The woman, whose name was not being released at press time by police or the Union County Prosecutor’s office, was found in the parking lot of the Bell Atlantic office on Cellar Avenue, said Captain Joseph M. Protasiewicz of the Scotch Plains Police Department.

She had been in training with Bell Atlantic to be a business service consultant since December, and was to have graduated on Tuesday, according to a company spokeswoman.

Captain Protasiewicz said police received an emergency call at 10:10

a.m. on Monday from an employee at the Bell Atlantic office, reporting an unconscious female in a car in the company lot.

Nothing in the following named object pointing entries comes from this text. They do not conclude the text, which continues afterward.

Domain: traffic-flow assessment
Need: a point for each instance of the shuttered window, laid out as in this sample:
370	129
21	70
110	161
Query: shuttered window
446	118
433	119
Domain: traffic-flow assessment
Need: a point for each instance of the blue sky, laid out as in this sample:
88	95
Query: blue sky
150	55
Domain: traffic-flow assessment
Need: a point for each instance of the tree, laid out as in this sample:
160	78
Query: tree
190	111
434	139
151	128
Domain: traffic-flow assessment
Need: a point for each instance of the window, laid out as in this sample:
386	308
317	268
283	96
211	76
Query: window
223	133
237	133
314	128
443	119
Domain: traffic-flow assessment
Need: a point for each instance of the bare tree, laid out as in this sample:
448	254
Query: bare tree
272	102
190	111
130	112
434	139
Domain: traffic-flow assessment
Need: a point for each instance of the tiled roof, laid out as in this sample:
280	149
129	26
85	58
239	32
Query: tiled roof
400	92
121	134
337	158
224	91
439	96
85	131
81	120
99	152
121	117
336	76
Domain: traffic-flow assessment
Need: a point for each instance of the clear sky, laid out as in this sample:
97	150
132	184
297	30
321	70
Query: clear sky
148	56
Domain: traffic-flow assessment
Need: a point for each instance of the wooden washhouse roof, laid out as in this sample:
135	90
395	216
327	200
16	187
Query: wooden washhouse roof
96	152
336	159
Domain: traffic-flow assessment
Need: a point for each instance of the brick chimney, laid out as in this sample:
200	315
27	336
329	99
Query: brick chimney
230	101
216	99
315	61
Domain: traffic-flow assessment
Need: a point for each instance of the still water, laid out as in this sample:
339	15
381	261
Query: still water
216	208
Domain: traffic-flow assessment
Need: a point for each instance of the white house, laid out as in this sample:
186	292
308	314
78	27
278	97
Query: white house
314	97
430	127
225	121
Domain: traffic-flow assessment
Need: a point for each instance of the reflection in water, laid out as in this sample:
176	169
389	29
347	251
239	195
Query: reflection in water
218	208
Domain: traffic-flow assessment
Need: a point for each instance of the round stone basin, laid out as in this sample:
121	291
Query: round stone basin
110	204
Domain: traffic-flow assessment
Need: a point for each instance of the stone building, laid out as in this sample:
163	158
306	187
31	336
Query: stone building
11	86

Police found the victim slumped in the driver’s seat with a gunshot wound to the head, Captain Protasiewicz said. The victim was pronounced dead at the scene by paramedics from Muhlenberg Regional Medical Center in Plainfield.

A small caliber handgun was recovered at the scene, he said.

Soraya Rodriquez, a spokeswoman for Bell Atlantic in New Jersey, said the woman’s colleagues were hit particularly hard by her death.

“It’s been hard on (the) employees,” she said, adding that Bell Atlantic made grief counselors available to employees in the Scotch Plains office the day of the incident. The company also told employees that they could leave early that day should they feel the need.

Ms. Rodriquez added that colleagues spoke highly of the woman, and had no indication that she may have been distraught over anything.